I want to be scooped up by the city’s branches like the little boy in The Giving Tree. It gives me a lot, but the city cannot love me the way I need to be loved. It can’t kiss the nape of my neck. It can’t hold my hands. Or look into my eyes. It can’t snuggle up with me or talk about NPR.

After lying in the grass for a while, instead of feeling the joy I’d hoped for, I just felt alone on the hillside. Then I started thinking about the loves of my life – it’s a very short list – and I wished that they had been able to love me the way I needed to be loved. But it didn’t work out that way. And I know I’m partially to blame. Letting a relationship die takes two people, just as keeping a relationship alive takes two people.

And then I started thinking about the men I’ve kissed. The men whose mouths have grazed my neck. Whose hands have held the nape of my neck. I thought about the few men that wanted me to love them that I didn’t love. That I couldn’t love. I thought about the few whose hands have touched the small of my back, the curve of my breast. They might have wanted to fuck me, but they didn’t love me.

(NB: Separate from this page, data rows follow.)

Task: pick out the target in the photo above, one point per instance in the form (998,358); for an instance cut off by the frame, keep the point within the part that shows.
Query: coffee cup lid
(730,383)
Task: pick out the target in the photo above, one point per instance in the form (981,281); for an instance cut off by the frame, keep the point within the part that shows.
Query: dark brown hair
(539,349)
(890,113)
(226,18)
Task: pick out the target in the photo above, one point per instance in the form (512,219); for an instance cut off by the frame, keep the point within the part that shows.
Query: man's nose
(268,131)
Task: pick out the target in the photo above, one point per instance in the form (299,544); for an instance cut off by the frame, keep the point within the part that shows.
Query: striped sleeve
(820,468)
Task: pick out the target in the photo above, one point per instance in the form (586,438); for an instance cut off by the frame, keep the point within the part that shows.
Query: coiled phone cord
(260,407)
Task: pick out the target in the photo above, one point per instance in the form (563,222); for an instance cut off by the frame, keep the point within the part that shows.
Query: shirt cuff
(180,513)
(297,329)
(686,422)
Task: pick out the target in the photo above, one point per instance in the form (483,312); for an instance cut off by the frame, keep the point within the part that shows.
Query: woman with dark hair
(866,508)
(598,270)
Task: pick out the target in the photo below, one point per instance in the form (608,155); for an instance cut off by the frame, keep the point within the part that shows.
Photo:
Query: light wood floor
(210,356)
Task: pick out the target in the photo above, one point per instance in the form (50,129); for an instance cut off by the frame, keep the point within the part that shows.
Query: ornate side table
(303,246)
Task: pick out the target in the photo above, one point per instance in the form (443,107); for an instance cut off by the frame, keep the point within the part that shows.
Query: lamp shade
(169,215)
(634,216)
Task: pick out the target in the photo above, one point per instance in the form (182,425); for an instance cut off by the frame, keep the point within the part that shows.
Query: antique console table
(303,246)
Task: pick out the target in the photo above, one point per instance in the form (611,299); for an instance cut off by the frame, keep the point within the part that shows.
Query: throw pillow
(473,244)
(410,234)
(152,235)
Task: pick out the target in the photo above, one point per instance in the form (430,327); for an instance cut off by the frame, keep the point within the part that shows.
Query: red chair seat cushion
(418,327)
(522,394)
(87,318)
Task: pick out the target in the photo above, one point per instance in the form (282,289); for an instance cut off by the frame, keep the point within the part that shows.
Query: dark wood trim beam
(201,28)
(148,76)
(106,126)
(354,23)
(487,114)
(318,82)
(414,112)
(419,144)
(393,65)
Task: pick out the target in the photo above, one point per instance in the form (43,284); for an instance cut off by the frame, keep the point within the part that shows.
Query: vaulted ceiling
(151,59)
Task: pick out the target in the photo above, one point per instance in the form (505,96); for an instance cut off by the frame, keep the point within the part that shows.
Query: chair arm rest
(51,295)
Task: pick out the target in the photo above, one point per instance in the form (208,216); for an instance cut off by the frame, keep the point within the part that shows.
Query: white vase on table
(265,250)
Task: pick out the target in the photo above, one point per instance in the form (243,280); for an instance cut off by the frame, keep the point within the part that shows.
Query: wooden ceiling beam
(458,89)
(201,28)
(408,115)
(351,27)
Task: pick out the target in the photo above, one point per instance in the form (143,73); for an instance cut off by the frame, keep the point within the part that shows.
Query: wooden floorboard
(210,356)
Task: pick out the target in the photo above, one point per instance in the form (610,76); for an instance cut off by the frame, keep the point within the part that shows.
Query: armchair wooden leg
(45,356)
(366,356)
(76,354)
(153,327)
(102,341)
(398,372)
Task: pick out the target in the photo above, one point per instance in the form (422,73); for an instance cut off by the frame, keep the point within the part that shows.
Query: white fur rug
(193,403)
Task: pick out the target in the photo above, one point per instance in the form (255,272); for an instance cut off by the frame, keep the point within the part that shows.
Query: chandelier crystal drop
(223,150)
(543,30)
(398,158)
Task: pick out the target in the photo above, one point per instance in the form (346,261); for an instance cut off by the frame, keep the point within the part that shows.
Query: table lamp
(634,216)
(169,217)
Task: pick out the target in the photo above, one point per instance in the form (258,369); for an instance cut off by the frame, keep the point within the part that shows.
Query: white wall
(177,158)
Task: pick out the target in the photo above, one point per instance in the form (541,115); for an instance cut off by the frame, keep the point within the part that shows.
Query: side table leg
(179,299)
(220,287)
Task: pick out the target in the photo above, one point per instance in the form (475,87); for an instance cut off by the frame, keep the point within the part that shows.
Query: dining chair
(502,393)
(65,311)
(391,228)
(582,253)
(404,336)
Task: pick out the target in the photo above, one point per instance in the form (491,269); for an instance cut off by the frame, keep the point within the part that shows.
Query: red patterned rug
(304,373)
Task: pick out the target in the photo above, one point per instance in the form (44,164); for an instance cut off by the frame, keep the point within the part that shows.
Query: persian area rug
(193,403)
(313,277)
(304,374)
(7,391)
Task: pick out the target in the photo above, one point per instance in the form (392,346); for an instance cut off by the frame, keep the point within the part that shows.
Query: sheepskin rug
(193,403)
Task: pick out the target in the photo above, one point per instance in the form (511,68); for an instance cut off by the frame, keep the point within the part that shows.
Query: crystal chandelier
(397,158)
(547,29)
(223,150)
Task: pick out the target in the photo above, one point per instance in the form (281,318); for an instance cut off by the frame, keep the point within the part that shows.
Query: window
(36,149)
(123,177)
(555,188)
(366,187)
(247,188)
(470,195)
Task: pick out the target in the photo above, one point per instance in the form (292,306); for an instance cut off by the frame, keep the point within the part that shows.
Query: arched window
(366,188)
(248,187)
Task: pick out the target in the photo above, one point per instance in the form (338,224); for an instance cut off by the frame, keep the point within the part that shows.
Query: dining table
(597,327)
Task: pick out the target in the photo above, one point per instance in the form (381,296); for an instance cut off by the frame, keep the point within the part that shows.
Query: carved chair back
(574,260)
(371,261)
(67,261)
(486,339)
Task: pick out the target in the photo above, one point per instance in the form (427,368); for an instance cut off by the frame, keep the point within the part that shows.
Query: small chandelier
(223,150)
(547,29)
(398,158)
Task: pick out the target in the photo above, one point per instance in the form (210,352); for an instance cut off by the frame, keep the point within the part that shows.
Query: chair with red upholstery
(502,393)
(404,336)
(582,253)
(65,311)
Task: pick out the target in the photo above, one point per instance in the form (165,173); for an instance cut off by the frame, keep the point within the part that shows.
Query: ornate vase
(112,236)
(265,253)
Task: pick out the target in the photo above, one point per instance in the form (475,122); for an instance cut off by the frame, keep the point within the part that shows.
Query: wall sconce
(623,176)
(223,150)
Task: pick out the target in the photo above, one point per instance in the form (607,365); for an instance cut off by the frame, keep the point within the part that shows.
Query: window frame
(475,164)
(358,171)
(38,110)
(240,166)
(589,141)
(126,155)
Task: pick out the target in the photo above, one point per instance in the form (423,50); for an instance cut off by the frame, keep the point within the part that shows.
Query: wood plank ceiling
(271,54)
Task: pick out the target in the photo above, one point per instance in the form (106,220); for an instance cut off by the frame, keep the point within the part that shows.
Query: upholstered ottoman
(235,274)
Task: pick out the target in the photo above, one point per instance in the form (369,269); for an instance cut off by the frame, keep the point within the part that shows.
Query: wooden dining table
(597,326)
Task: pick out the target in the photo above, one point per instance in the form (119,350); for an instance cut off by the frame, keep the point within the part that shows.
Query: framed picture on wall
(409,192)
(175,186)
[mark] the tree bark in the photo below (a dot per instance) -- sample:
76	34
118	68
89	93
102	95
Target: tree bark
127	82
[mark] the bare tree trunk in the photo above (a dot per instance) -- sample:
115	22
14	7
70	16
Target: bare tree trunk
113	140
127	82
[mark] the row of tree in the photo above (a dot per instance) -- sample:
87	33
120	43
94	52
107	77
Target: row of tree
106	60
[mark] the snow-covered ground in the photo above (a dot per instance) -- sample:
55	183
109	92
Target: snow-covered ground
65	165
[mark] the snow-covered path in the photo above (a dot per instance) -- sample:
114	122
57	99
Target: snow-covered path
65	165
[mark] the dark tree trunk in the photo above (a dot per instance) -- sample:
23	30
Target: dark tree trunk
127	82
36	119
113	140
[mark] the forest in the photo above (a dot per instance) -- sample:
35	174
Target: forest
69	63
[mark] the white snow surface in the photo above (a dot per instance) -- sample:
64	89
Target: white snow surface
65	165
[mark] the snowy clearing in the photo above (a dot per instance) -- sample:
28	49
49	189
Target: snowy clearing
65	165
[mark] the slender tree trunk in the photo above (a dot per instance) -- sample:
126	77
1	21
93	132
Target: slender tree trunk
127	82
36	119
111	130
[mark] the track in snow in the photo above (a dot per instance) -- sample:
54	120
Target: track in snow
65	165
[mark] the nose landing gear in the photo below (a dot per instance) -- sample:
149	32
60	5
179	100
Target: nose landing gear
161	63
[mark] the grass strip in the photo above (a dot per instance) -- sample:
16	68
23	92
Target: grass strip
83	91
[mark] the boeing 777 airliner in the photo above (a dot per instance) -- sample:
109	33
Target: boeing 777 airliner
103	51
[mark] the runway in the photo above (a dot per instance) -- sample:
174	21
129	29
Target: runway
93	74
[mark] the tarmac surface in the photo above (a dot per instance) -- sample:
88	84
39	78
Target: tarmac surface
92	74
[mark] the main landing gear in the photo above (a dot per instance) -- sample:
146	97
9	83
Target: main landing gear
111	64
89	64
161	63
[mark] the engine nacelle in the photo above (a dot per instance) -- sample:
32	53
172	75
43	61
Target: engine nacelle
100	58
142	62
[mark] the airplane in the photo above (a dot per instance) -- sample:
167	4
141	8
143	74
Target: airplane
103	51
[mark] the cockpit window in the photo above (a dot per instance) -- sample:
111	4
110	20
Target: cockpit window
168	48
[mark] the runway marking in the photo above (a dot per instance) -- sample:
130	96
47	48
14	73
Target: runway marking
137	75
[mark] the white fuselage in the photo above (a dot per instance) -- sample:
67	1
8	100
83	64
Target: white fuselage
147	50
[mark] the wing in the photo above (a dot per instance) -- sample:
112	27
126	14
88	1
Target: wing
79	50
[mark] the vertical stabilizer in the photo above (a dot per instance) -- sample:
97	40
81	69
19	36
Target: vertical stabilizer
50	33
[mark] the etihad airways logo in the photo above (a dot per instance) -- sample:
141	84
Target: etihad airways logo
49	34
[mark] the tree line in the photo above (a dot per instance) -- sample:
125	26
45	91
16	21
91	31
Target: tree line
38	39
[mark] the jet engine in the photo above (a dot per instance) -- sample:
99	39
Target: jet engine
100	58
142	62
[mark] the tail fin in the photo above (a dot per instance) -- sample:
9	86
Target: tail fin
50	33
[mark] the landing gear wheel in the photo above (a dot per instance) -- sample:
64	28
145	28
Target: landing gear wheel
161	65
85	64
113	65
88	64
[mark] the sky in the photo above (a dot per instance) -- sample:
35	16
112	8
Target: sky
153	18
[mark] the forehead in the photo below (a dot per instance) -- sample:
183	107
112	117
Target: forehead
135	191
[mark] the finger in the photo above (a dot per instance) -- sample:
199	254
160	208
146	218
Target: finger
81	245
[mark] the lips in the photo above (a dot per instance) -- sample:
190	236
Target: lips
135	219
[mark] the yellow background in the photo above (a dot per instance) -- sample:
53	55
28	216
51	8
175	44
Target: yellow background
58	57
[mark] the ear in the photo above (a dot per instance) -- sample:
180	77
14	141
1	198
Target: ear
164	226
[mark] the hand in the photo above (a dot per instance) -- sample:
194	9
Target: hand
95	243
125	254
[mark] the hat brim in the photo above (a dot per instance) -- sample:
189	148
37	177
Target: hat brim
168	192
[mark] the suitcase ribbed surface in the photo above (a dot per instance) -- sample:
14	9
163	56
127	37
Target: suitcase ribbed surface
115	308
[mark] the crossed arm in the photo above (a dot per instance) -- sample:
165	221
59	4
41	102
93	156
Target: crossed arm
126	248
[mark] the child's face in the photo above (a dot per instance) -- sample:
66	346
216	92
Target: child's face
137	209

This is the part of the story where I’m supposed to have some realization about the joy of solitude or the happiness of just being in the moment. Where I remind myself how much I enjoy my solitude. How I like my own company. How I am happy to have time to myself after so many years without it. Because those things are all true. But it just didn't work today. I just felt sad, even with the sky and the grass and the old houses and vegetarian restaurants.

As I walked back to my apartment, a man said, “Hey, how you doin’ suga” as I passed him on the street. That made me smile for a few minutes. But after I unlocked my apartment and went inside, I was still alone. Still feeling sad. I guess some days are just like that.